Selling Your Company

Should founders respond to inquiries about funding or acquisition?

A software founder friend in Phoenix just asked me this common question:

“Should I be responding to inbound acquisition requests that ask about our EBITDA?”

His company will either double or triple in revenues this year. From single-digit millions of revenue to double-digit millions this year.

Manageable 100%+ growth with a little outside funding and no funding needed is a great place to be.

Founders of growing software companies get lots of interest from investors and potential acquirers, primarily private equity “roll-up” financial acquirers and VC funders.

Here’s what I told him:

1) Should a founder respond to inbound acquisition and funding inquiries at all?

This depends on what they think you’ll need in the next couple of years, which takes some planning, soul-searching, and market-timing guessing.

– Some founders at this stage ignore these requests altogether. No need for funding and no desire to sell their companies.
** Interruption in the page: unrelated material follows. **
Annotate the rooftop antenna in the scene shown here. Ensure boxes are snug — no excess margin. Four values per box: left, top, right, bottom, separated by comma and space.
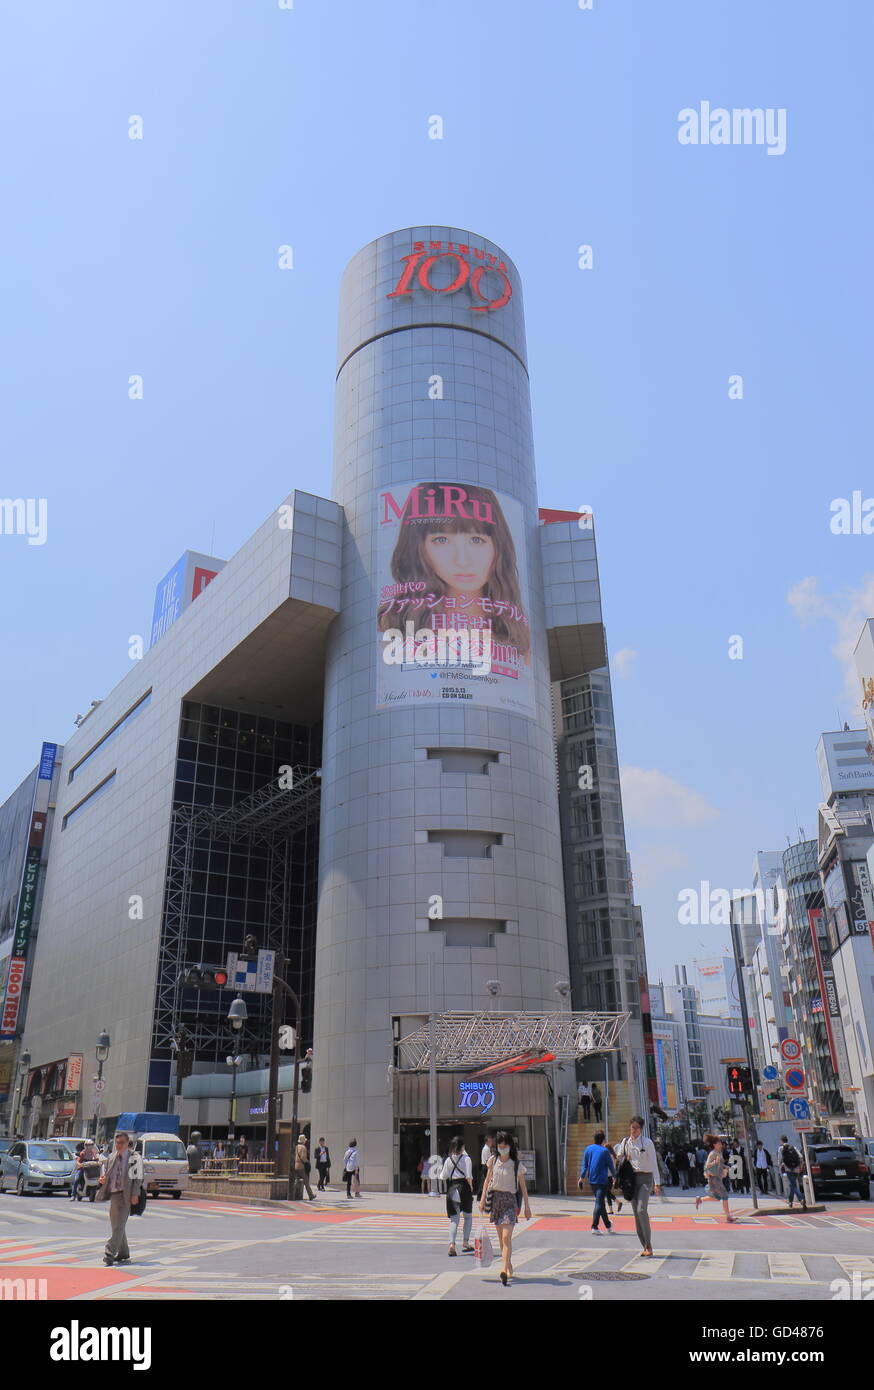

– Other founders respond to a few of these inquiries after checking out the source and seeing there could be some future fit. Just a preliminary conversation to build relationships and learn things. Just don’t reveal private details in email or on these calls.

– If a big strategic player or premier VC in your space calls the CEO and “wants to talk,” it’s useful to have a polite exploration call. These are the high-potential inbound calls that tired founders dream about. They don’t happen very often, but they do happen. Mostly as you grow revenues over $10M ARR.

2) What if a potential acquirer asks about EBITDA?

I told my founder friend to ignore these requests.

If they mention EBITDA, they are the wrong type of partners altogether for a fast-growth software company.

EBITDA is a fancy finance acronym for “earnings before interest, taxes, depreciation, and amortization.” It’s your operating profit before all the accounting gyrations that big companies have.

I know this software company doesn’t have any of those accounting complications. They are investing all their revenue to grow faster, so there are minimal profits and taxes.

Asking about EBITDA really means, “Are you a slow-growth business with complicated accounting and high profits?” Like a successful dental practice or a restaurant.

It also means “We are a low-value financial buyer that buys profit streams.” That’s how most non-tech companies are sold and bought: as a multiple of earnings/profit.

But SaaS and software companies are bought and invested in for multiples of revenue, not multiples of profit.

Something like 5X revenues to 15X right now for real SaaS companies, depending.

Taking high profits means you are not investing to grow revenues faster.

And high-value acquirers and investors aren’t buying your company for your previous profit stream.

They are buying growth potential since their game is revenue growth too.

Even most public software companies aren’t valued on multiples of profit, just efficient revenue growth.